Soberbia.


No se acuerda a qué hora salió del bar, pero sabe que salió solo y dando tumbos por la calle en medio de la niebla de la madrugada, mientras pensaba: vaya mierda de amigos tengo. Se sabía que Carlos podía ser cualquier cosa, menos un borracho, pero ahí estaba, hasta las orejas de ron y andando solo, como alma en pena. Hasta alguien tan egocéntrico como él, puede quedar en la miseria emocional más absoluta cuando su satélite para de gravitar en torno a él.

Carlos había sido abandonado, por quién consideraba él, el amor de su vida. Una chica hermosa que conocía desde la secundaria, la cuál fue la única en llenar sus expectativas cuando nadie más lo hizo.

Y mientras caminaba torpemente, las lágrimas salian de sus ojos, recordándole que, a pesar de todo, sin ella estaba solo. No había nadie más en el mundo que ella, que entendiera sus necesidades y sus vacíos, los cuales nunca aceptaba, pero que estaban ahí. Todo daba tantas vueltas, que se vio obligado a sentarse en el andén de una calle que no conocía.

«¡¿Cómo podés ser tan egoísta?», había gritado ella, enfurecida como nunca la había visto. «He estado con vos siempre...», sintió como su voz empezaba a quebrarse.

Carlos no podía entenderlo. Ella no debió haberlo dejado. Ella sabía que él estaba solo, que lo único que tenía era su compañía.

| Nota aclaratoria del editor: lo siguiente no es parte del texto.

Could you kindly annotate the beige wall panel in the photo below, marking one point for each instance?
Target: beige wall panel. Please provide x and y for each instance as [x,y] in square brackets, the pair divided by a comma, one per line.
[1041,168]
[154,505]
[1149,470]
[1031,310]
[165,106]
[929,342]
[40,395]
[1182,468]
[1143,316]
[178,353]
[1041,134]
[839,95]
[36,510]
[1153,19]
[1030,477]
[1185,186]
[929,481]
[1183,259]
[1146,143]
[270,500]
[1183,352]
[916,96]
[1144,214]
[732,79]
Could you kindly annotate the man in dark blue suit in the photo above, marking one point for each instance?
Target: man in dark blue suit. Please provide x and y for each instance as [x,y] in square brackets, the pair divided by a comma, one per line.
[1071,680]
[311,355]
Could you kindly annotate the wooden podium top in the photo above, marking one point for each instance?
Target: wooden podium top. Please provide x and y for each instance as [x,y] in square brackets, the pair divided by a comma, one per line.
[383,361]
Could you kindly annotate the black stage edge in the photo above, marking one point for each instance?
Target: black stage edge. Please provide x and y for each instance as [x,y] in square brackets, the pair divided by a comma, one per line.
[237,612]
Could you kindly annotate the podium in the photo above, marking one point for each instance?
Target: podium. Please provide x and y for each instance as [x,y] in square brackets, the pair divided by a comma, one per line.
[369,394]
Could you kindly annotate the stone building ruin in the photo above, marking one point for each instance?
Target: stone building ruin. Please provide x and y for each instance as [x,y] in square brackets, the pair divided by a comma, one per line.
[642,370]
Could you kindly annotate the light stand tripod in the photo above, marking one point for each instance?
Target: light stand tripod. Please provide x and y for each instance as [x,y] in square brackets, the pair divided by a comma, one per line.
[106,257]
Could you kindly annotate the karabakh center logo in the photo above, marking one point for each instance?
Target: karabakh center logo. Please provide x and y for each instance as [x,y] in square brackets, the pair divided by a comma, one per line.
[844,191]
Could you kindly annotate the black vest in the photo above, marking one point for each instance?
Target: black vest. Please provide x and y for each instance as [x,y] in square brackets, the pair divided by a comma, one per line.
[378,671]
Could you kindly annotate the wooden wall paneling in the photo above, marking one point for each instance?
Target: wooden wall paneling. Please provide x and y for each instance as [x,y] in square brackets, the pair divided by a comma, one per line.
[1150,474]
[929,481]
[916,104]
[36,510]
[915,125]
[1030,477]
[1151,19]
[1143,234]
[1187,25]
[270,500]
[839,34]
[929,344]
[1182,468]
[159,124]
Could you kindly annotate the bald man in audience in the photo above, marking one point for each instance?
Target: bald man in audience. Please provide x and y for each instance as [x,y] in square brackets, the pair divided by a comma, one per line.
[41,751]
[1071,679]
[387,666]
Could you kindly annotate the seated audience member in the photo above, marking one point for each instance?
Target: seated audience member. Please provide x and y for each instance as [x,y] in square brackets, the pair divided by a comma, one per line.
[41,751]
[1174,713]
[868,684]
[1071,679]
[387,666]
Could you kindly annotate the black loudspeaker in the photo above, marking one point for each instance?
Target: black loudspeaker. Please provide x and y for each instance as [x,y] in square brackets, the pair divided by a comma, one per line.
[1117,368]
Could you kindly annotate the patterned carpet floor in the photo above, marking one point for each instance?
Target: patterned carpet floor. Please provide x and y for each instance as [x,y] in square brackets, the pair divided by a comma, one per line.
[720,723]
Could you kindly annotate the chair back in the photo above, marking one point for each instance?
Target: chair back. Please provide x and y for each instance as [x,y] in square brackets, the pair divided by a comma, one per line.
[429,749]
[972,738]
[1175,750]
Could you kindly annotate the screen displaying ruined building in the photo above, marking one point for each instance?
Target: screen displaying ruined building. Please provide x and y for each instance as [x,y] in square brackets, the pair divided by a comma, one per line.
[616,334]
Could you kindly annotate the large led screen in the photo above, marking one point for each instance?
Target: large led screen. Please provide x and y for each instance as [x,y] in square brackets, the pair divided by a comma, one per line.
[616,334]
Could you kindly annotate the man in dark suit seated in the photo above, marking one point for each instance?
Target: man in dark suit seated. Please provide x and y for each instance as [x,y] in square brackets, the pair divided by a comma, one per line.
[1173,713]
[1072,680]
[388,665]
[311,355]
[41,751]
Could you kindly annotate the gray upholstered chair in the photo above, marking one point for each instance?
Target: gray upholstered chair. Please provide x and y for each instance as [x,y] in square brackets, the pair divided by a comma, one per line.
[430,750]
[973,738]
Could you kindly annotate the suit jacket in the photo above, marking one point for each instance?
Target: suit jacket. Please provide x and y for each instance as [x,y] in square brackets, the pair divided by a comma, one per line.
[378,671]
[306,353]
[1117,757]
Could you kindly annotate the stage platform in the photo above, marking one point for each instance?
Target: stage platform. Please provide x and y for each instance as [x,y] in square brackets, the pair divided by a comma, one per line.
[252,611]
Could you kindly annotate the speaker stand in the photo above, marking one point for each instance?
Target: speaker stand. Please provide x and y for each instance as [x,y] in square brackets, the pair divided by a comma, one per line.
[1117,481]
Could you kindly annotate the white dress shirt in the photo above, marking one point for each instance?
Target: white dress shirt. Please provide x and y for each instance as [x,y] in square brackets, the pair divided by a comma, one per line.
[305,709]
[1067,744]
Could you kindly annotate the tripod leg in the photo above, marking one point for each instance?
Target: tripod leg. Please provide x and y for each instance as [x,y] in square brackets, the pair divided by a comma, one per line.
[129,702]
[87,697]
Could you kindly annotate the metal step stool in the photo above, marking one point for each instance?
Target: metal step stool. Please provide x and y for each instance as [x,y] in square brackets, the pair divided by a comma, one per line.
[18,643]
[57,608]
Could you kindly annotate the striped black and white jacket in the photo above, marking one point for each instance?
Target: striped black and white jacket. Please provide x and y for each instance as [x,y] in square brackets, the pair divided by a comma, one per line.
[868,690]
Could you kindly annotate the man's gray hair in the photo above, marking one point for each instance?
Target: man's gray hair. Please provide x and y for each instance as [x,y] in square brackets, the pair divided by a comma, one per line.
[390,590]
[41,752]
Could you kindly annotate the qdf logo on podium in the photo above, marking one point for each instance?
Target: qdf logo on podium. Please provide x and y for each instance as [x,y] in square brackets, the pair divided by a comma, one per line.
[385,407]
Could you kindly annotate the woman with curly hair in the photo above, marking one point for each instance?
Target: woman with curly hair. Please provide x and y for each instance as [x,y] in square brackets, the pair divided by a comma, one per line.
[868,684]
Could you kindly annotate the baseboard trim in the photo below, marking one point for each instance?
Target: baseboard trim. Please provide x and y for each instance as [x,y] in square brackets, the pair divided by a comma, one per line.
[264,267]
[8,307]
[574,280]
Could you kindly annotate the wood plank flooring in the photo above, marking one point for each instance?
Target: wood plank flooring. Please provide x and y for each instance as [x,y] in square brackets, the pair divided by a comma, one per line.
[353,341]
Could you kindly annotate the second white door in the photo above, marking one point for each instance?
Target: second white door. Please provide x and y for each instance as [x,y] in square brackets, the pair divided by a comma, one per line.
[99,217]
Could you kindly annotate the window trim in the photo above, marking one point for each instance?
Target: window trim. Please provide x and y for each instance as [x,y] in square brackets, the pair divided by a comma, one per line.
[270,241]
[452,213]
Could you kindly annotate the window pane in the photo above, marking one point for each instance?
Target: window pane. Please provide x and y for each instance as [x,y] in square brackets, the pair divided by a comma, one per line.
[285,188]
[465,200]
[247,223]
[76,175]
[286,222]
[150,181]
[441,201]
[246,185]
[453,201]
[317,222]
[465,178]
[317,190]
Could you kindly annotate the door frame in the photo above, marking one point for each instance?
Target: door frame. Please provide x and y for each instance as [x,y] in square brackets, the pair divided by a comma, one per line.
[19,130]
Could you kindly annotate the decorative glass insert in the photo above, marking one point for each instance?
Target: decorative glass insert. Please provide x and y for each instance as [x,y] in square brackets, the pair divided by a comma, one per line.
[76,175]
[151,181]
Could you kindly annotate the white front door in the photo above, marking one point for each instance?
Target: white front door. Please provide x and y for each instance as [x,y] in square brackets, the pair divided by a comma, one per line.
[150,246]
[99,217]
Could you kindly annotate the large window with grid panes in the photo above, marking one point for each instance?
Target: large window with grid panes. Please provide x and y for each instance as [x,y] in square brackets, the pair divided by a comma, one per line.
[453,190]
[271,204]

—¡Vos fuiste la egoísta! —Gritó, pensando en voz alta, agarrándose la cabeza con ambas manos y apretando los dientes con fuerza.

Ella le había abandonado, cuando era obvio que eran el uno para el otro, que se necesitaban, que él era su otra mitad. Pero ya vería ella como, mientras pasaba el tiempo, cada vez tomaría más conciencia de su carencia al no tenerlo a su lado.

Siguió llorando, recostado sobre el suelo, como un vagabundo. Debería desear que ella estuviera bien, porque la amaba, pero la verdad es que en el fondo, quería lo contrario. Quería verla volver a él, con ojeras, sin maquillaje y los ojos irritados de tanto llorar. Tal como había sido en otros tiempos. Entonces él la abrazaría y le diría que todo estaba bien, que la perdonaba y que se alegraba de que hubiese recapacitado.

El ácido quemó su garganta y sus fosas nasales, cuando el vómito salió sin que Carl pudiese hacer nada. Empezó a toser, y se ladeó sobre la acera, asqueado y confundido, con la camisa llena de restos a medio digerir mezclados con alcohol. Intentó ponerse de pie pero no pudo, y se fue al piso de nuevo, hiriéndose las palmas de las manos con el pavimento.

¡La quería toda para él! ¿Tan difícil era? ¡Se supone que así son las relaciones de pareja! Pero no... ¡Ella quería irse por ahí, sin él! Parecía avergonzarse...

Carlos se arrastró por el piso, y algunas gotas de lluvia cayeron sobre su cabeza. Empezaba a llover cada vez más, y debía buscar refugio o llamar a alguien. Se sintió miserable hasta los huesos. No merecía estar así, no él. No por culpa de ella. ¿Cómo era posible? Agarró su celular torpemente y le marcó, decidido a exigirle razones por las cuales le había dejado a su suerte.

«¿Aló?», contestó una voz femenina. Era ella.

—¡Vos! —gritó. Ella calló.

«Ay, Carlos. Sos vos otra vez... ». Parecía decepcionada y eso enfureció más al joven. «Ya han pasado más de siete meses desde que acabó... ».

—¡Vos lo acabaste! —le recriminó. Ella suspiró, cansada. —Mirá como estoy por tu culpa...

«No ha sido mi culpa, ya no me vas a hacer sentir culpable nunca más, Carlos. Ya no necesito de vos, dejáme en paz de una puta vez.» Sentenció y seguido colgó.

El corazón del joven latía a millón, mientras todo su cuerpo temblaba por la ira. "Ya no necesito de vos", había dicho. Carlos lanzó el teléfono dejando que se hiciera añicos contra el suelo.

Pronto se quedó dormido bajo la lluvia y sus propias lágrimas. Mientras que ella estaba en su cama, caliente y feliz. Sin él. ¡Feliz sin él!